The medical professionals in Goa included their report with the official correspondence of the Estado da Índia (the Livros dos Monções do Reino), sent to Lisbon aboard the annual government-sponsored vessel; their cover letter is dated 29 April 1799.56 In this way, reports about tropical medical substances thought to be efficacious were circulated through official colonial administrative correspondence and made available to crown authorities at the highest levels in the home country.

Anonymous, Medicina Oriental: Soccorro Indico, Aos Clamores dos Pobres Enfermos do Oriente; Para total profligação de seus males adquiridaa da varios Professores de Medicina

Yet another extraordinary botanical cataloguing project undertaken specifically to facilitate the transfer of medical knowledge within the Portuguese colonial system is a work entitled Oriental Medicine: Indic Assistance, for the Clamors of those Poor Infirm Patients of the Orient; For total alleviation of its ills, Acquired from various Professors of Medicine.57 This work is an anonymous, undated manuscript of 1312 pages, apparently compiled in India during the second half of the eighteenth century; on the title page, the author reveals only that he is a native-born Goan. Like Garcia da Orta’s work of 1563, it was intended manifestly as both a didactic and commercial medicinal guide—though this second purpose remains unstated.58

In a highly telling circumstance, once conveyed to Europe, the manuscript was deposited in the library of the Lisbon Royal Academy of Sciences, which was founded by Queen Maria I in 1779 as an Enlightenment-era institution to facilitate the establishment of empirical learning in Portugal. The work’s first 632 pages describe a total of 781 different medicinal substances (derived from “plants, fish, birds, animals, minerals and precious stones”) from India and other colonized regions of Asia. The unknown author provided information in minute detail about these plants’ healing qualities, applications, and names in Indian and European languages (Medicina Oriental, 1: frontispiece).

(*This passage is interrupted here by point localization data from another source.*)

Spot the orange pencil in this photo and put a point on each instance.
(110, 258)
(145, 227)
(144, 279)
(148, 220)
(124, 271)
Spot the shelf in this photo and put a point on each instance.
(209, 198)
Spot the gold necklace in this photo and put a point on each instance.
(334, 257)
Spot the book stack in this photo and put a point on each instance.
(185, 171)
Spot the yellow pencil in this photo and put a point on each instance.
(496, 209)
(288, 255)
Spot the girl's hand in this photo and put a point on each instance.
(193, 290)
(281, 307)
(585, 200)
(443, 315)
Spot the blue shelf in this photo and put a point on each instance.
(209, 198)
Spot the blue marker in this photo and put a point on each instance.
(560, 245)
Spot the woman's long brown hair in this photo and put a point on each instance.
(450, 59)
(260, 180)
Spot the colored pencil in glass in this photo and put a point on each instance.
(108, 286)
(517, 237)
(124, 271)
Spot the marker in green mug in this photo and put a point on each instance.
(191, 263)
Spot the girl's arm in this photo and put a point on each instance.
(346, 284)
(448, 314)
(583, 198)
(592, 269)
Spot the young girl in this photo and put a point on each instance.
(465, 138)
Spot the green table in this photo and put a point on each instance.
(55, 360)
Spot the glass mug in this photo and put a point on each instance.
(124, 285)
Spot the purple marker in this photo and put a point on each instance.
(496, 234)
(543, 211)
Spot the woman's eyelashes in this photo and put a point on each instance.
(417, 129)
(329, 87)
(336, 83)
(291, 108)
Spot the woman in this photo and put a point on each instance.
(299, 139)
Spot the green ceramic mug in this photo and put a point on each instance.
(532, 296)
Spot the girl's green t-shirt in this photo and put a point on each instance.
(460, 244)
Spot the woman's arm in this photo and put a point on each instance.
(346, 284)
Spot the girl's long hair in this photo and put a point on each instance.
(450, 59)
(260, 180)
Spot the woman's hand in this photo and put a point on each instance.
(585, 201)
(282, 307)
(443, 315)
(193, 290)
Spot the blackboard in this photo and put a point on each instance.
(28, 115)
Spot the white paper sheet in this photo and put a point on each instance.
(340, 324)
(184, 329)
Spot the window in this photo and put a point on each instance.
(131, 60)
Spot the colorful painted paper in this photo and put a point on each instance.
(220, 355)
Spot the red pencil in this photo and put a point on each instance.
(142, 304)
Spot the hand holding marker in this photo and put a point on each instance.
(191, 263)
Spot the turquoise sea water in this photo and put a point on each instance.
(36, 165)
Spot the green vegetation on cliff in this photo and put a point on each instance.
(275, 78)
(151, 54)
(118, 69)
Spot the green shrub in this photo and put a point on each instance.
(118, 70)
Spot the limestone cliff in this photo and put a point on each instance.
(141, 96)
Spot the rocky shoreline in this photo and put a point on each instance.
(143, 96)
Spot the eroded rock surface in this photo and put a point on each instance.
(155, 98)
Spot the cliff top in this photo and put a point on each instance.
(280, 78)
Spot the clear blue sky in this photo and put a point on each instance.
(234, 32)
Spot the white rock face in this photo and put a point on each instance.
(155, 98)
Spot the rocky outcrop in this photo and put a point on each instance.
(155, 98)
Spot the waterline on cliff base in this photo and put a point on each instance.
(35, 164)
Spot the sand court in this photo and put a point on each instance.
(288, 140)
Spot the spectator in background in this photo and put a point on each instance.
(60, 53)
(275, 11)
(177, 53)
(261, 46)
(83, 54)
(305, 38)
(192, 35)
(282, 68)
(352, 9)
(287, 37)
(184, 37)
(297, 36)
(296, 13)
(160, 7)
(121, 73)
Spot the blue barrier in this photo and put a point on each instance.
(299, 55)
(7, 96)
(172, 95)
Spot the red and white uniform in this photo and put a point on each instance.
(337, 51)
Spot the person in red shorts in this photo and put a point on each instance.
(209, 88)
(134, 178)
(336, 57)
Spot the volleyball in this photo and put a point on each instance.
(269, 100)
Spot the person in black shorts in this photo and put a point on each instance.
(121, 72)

Though the precise provenance of this work is unclear, its dedication (to “The Most Holy Trinity of the One True God”), exceptional intellectual rigor and detail suggest that it was composed by a professional medical practitioner of long experience in the Portuguese colonial hospitals or infirmaries of Asia. It is possible, even likely, that the author was a Jesuit priest, but the tome may have been composed by a learned Indo-Portuguese physician employed in one of the missionary medical facilities in Goa. Nor is it certain that the work was commissioned directly by royal or imperial authorities—though that it was incorporated early on into the Royal Academy of Sciences library provides a hint of its perceived importance at the time, and possibly its patronage.

The volume has not been meticulously assessed by modern historians of medicine, but it promises to provide future researchers with a rich trove of insights into contemporary Portuguese understanding of South Asian materia medica. Like the prodigious contemporary work concerning remedies from Brazil by Francisco Arsenio de Sampaio, this project seems to have been intended for publication as a comprehensive compilation of all known medical lore for the region it covers (coastal southern and western India).

Friar Leandro de Madre de Deus, Notícias Particular do Commércio da Índia (dated 13 July 1772 at the Court of Pune)

Portuguese missionaries, physicians and diplomats in India also played a role in distributing European and Malabar Coast remedies to the Muslim Mughal court in the northern interior of India. Whenever the Portuguese sent an envoy to negotiate with the reigning Raja in Agra, for example, custom dictated that gifts be exchanged. Among the perfumed herbs, rich fabrics, silver inlaid blades and potent distilled beverages (notably aguardente and cashew feni) sent as tribute, the Portuguese commonly sent typical Hindu-influenced medicines, such as balsamo apopletico, for headaches, and sandalwood paste for fevers. One typical example of this practice can be found in a record of the Portuguese embassy to the court of Raja “Sauac Bacinga” (rendered phonetically in Portuguese) in December 1737; the itemized presents filled dozens of medicinal jars, bottles and ornate chests.59 Occasionally Mughal authorities would request the services of a European physician from Goa to treat a malady that proved unresponsive to the methods of court healers Manucci 1907, vol. 2, 157–167). Such treatments commonly consisted of a mixture of European and indigenous medicines drawn from across the empire.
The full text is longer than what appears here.